Berjuta mimpi hinggap dan terbang layaknya kumbang perawan...
Bermilyaran upaya dilakukan layaknya mimpi janda kembang...
Namun,
Bagaimana ku tanya..
Lakukan kataku...
Dilema menguasai bait-bait senja dalam hati...

Ucapan yang hanya ku dengar olehku sendiri,,,
Gumaman yang hanya ku nikmati sendiri..
Jadilah aku sang pelaku

Peliknya rumbai-rumbai jejalanan
Sempat menggemparkan andrenalin sang jiwa...
Namun kobaran formula api, mampu membakar aku yang menjadi sang pelaku..
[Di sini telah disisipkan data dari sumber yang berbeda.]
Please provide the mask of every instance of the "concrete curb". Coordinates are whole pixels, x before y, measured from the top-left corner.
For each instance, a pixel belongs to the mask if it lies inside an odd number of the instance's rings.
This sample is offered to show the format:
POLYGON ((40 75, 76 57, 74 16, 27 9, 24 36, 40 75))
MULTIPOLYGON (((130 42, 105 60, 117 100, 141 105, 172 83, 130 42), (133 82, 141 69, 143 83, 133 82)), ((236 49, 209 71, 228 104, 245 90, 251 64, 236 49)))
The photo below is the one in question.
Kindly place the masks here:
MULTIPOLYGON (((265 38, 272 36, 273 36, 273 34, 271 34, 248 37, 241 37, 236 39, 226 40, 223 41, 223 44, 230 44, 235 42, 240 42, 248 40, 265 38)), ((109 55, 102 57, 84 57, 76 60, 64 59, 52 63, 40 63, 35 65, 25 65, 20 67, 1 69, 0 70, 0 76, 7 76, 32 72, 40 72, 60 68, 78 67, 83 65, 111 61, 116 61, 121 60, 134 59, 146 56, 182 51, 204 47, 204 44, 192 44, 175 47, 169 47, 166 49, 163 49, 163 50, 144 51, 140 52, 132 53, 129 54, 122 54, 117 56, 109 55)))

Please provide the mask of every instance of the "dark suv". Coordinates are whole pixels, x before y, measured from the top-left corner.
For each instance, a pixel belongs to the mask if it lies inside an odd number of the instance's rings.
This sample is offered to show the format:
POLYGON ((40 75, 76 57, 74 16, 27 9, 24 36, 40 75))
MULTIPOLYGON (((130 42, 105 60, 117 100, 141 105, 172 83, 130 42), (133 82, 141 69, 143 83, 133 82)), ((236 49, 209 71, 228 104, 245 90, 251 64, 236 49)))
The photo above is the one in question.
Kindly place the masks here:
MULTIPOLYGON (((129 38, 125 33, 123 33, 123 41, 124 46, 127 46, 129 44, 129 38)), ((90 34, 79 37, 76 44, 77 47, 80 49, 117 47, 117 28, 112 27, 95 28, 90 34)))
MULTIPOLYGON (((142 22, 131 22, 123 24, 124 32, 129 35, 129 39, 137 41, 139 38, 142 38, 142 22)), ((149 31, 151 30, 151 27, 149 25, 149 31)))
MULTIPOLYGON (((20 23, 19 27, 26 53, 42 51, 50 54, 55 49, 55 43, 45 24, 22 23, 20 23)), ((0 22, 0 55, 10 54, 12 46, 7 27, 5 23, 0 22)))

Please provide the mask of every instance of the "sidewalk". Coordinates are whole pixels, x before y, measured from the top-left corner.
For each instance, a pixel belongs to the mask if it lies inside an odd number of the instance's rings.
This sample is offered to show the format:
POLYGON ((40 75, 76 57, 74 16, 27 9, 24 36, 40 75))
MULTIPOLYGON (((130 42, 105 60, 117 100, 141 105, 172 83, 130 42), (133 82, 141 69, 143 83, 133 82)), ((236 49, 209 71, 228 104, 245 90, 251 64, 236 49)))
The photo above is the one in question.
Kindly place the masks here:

Penjarakan diri, bukan jawaban
Lakukan, lakukan, lakukan
Bunuh masa lalu, curi peluang terbaik, rampok kesuksesan
Dan jadilah sang pelaku yang tak gentar
masih dalam gumamku bersyair

(Jember, 12 Agustus 2017)

Melodi Sabtu Malam

Elok jejalanan tak lagi terseduh
Cecamaran tak kunjung pudar, 
Masih menjamur di bibir dedaunan malam
Pukul 22:37 katanya...
semakin bergerombol gumamnya...
tapi tak lagi tampak musim diantaranya...
ah sudah biasa celetuknya...
kung... kung.. kung...
cring... cring.. cring...
Semakin menggebu, semakin menggelegar bak rerintihan tahun 45
Terdengar seperti melodi cinta...

Jember, 12 Agustus 2017

Kamis, 10 Agustus 2017

Kapan, Nanti

Senja merajut dipelupuk...
Nyanyian ombak mengayun sayu di daun telinga...
Berlari menyambut senja, bukan berlari menyambut dia..
dia... ya .. memang dia
dia dia dia dan dia
bahkan tak ada yang mengerti siapa dia
untuk apa dia, bagaimana dia...

hati yang masih tersegel dengan ria ..
masih tak gentar dengan dia...
ya.. dia... 
dia dia dia dan dia
yang bahkan belum menampakkan wujudnya...

kapan?
meski logika ini berdendang ria dengan lirik terbarunya "kapan"
namun hati yang berpose kuat ini, masih keukeh memainkan melodi yang bertajuk "nanti"
tubuh ini bagaikan kapal yang dinahkodai oleh dua nahkoda sahabat..

andai bibir ini berkuasa untuk bicara...
andai mata ini berhak untuk meneteskan hanya setetes airmata saja...
namun fakta selalu tak bergeming sahabat... 

meski.. dambaan akan pelukan hangatnya...
genggaman erat jemarinya...
tiupan sejuk nasihatnya...
hati tetaplah keukeh memainkan melodi terhebatnya "nanti"
.....

(Jember, 10 Agustus 2017)

Malammu Tak Berujung Tuan

Tuan... 
Sunyi tengah membalut malamMu...
Bahkan sepoi mengiringi nur lenteraMu...
Bebunyian subuh tertunda tuk terdengar
Hanya beberapa rinding yang tercengar...
Pelukan hangat pundi-pundi dahanapun tak lagi terasa hangat

Tuan...
Rundukan insan yang menengadah tak pudar...
Sepertiga dari waktu malam milikmu tak ingin terhenti dari hembusan nafas ini....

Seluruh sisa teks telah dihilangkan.